The deportation of Roman’s entire family catalyzes his character development from paralyzed rage to purposeful action. Initially, Roman’s anger manifests as destructive outbursts directed at innocent targets, as seen in his confrontation with Emilia during her first visit. However, his family’s deportation catalyzes a fundamental shift. His declaration that “[he’s] not going to grieve them” and his decision to “channel every bit of [his] rage and [his] loss into action” represent a conscious choice to transform personal devastation into collective resistance (186). This evolution from unfocused fury to disciplined rebellion demonstrates The Moral Complexity of Survival: Roman’s focused rage gives him a purpose and helps him survive the devastating loss of his family, but it also means closing off every part of his personality not directly tied to the goal of vengeance against the Germans.

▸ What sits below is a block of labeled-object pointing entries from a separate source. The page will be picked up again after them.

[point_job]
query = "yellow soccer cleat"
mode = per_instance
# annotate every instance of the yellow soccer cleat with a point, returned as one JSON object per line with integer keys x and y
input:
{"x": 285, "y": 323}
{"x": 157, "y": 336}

Underground spaces become central to the narrative, representing both literal and metaphorical networks of survival and defiance. The sewers facilitating child rescues, tunnels connecting buildings, and hidden bunkers create alternative geographies of resistance beneath the city’s official architecture. These spaces enable clandestine movement and communication, allowing rescue operations to continue despite surveillance. The youth center functions as a hybrid space—officially sanctioned but secretly harboring resistance activities. When the uprising begins, these spaces become military assets, with rooftops providing strategic advantage and tunnels enabling tactical movement. The motif emphasizes that resistance requires physical and psychological spaces removed from direct German control, where human dignity and agency can be preserved and organized into opposition.
Emilia’s artistic practice allows her to preserve vital memories and process her overwhelming trauma, illustrating the power of Memory as a Form of Resistance. Her sketches serve multiple functions: They document experiences too painful for direct verbal expression, create tangible connections to people she may never see again, and transform chaotic emotions into emotionally resonant art. The sketch of baby Eleonora that she gives to Roman becomes a sacred object—the only remaining connection between scattered family members. Her observation about pouring “terror and relief and confusion and courage onto it” reveals how art functions as both an emotional release and a meaning-making activity when conventional frameworks collapse (166). This artistic impulse represents the human need to create order and beauty within systems designed to destroy both.